MLK’s philosophy was not color blindness. This is just what people hear if they listen to one line from one speech from his entire career.
He also explicitly stated that programs that specifically benefited black people and only black people as a mechanism to address prior injustice would be justified.
“A society that has done something special against the negro for hundreds of years must now do something special for the negro”.
Sure, but that's not important to the point I'm making. If you asked almost everybody even two years ago what "racism" or "anti-racism" meant, and what Atticus Finch stood for, you would have gotten some version of "colour blindness" and probably some reference to MLK, because that one speech is what they consider the best expression of the view. Whatever else MLK said is irrelevant - it's about the specific idea that most people associated with anti-racism.
The modern "anti-racists" have very different beliefs, which would have very little support if the implications were spelled out clearly to everyone, and therefore these beliefs need to be laundered and disguised as something more respectable.
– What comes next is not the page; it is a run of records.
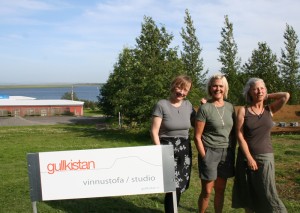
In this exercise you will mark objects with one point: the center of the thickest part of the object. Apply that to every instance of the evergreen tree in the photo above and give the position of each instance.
(262, 64)
(289, 65)
(192, 60)
(230, 62)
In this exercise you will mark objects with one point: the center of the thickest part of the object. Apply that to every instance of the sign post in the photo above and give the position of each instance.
(101, 173)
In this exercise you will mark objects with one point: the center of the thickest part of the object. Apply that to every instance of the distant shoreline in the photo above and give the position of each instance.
(62, 85)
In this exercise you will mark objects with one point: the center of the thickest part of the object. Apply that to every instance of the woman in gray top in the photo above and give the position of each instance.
(254, 185)
(171, 121)
(215, 142)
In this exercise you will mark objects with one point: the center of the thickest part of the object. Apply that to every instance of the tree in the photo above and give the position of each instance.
(289, 65)
(262, 64)
(156, 66)
(192, 60)
(115, 93)
(230, 62)
(142, 75)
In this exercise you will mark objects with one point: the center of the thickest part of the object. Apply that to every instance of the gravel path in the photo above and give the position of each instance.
(30, 121)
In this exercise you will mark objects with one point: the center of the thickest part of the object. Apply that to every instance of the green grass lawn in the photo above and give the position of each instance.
(16, 142)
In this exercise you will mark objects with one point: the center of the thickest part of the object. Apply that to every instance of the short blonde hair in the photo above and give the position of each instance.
(248, 86)
(224, 81)
(181, 81)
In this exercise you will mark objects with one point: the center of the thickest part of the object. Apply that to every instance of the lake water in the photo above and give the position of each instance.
(82, 92)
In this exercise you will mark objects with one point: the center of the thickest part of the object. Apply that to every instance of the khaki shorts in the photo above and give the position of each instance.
(217, 162)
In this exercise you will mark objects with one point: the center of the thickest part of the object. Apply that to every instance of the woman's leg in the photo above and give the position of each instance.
(206, 189)
(169, 208)
(220, 185)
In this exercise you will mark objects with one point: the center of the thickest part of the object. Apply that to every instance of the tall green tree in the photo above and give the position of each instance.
(157, 65)
(262, 64)
(230, 61)
(289, 65)
(142, 75)
(115, 93)
(192, 60)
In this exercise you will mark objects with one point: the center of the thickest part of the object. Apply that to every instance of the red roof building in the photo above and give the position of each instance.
(27, 106)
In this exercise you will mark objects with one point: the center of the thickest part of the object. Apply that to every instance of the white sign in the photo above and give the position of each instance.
(101, 172)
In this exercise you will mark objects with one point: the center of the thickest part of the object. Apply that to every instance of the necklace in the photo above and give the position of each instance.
(258, 115)
(221, 116)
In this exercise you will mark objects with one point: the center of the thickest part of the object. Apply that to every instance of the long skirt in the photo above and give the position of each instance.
(183, 160)
(256, 190)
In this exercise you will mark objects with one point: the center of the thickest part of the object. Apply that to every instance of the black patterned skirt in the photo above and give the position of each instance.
(183, 160)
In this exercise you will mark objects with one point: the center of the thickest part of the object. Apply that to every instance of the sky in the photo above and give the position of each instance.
(79, 41)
Hence the language games.
Of course it is important. Because it is moral justification for why "color blindness" is morally superior to alternatives pushed by a subset of anti-racists. By referencing MLK, a figure often revered as a moral compass, your post presents anti-racists as a corrupted extension of the valid work done in the 60s.
My point is that if you want to complain about modern anti-racists, you are very likely also complaining about MLK's beliefs too. That can be a thing you can do, but your moral foundations become less automatically rock solid and require some justification.
The point was not that modern anti-racists are wrong because they disagreed with MLK on some topics, it was that they are wrong because they completely reject colour blindness, of which MLK’s famous statements are one well-known example. Perhaps I should have picked a different person or just not mentioned him.
Again: It’s about the specific idea, not a person. And the idea is what is being hijacked, to mean almost the opposite of what was generally accepted.
No, it was already very well accepted that you shouldn’t throw white people in jail for crimes they didn’t commit. It was not well accepted if the accused was black. The challenge was to persuade people (many of whom were racists) to see the accused man as equal to a white man before the law, and deserving of the same treatment as a white man would have received. In other words, to persuade people to be blind to his colour in their assessment of the case.
There are plenty of novels about defending people against crimes they didn’t commit. This one is about much more than that.
> it was already very well accepted that you shouldn’t throw white people in jail for crimes they didn’t commit.
I can agree in general, but the case in To Kill a Mockingbird is a little more complex than that. Tom Robinson actually committed the offense of having sex with a girl whose father didn't approve of him. This was shoehorned into the legal system by accusing him of the crime of "rape". This approach is quite current today under the name "statutory rape", and is applied in a race-blind manner.
So it's plausible that if Tom Robinson had been a comparably undesirable white, something very similar would have happened. A lot of things that did happen were specific to him being black, but the very basic framework of the case wasn't.
The whole point of the story is that he is black and gets treated unfairly (accused of a crime) because of that. It’s fundamentally about the racial discrimination that was rife at the time.
Take that one element away by making him white, and it remains an interesting story but now it’s about something very different, and I doubt it would be as famous today. It’s also not clear Harper Lee would have bothered to write it.
> Take that one element away by making him white, and it remains an interesting story but now it’s about something very different, and I doubt it would be as famous today.
It would be Bridge of Spies, which makes the same comments on what it should mean to be a lawyer, and on the nature of mob justice, while making the two changes that the defendant is (1) white and (2) actually guilty of the same offense he's charged with.
He also explicitly stated that programs that specifically benefited black people and only black people as a mechanism to address prior injustice would be justified.
“A society that has done something special against the negro for hundreds of years must now do something special for the negro”.